For the Krishnas, this was the final straw. They issued out in force, grabbing the old-timer and another friend before realizing their mistake: “You shoulda seen their faces when they looked up and saw all these tough guys up and down the street jumping outta their lawn chairs and running down the block.”
It’s hard to imagine things getting all Scorsese like this on our serene, dog-and-children-friendly street of today, where the fall block party features a bouncy castle rather than a street brawl. But when we moved in, it would also have been difficult to envision the best-known landmark in the old neighborhood, the nearly century-old Cammareri Brothers Bakery of Moonstruck fame, vanishing overnight. The new poster child, Farmacy, a self-consciously hip, retro soda fountain, possibly suits us better these days.

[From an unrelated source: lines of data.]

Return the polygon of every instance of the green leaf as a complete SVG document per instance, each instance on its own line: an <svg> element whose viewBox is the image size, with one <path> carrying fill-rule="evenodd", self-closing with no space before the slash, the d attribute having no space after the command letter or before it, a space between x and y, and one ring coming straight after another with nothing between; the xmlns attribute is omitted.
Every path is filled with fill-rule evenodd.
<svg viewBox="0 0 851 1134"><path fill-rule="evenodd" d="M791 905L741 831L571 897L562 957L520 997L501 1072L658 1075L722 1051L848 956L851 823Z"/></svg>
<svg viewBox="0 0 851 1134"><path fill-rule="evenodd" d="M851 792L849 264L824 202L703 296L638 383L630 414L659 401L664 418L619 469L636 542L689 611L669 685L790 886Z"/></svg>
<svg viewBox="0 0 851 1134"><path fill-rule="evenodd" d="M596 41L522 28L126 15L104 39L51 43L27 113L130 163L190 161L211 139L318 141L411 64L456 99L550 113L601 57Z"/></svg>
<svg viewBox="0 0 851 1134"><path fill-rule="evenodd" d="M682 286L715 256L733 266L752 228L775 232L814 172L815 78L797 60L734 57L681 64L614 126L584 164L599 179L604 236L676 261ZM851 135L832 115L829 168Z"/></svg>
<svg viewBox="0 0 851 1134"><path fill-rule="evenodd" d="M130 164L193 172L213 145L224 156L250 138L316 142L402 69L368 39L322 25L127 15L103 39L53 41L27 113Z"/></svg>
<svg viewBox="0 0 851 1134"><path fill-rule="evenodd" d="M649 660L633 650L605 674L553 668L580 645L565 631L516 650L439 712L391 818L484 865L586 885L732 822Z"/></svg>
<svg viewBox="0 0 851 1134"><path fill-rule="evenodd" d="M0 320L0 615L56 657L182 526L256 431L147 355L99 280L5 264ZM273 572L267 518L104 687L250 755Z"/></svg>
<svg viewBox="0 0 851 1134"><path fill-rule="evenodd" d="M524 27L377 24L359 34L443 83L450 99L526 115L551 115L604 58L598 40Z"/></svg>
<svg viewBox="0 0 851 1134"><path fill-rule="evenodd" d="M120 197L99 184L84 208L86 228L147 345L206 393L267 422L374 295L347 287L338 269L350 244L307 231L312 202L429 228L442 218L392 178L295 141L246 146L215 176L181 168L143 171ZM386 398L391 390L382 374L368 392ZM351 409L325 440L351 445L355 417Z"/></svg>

My wife and I are almost old-timers ourselves here now, sharing stories with the newcomers of back-in-the-day, and upholding a few traditions. On New Year’s Eve, we will still step out back at the stroke of midnight and bang on pots and pans like the old Italians did. Fifteen years ago, it would sound like the Siege of Leningrad in the backyard. And if it’s quieter now, it’s gratifying to still hear some crazy pot whacking here and there, up and down the block, a few echoes in the night.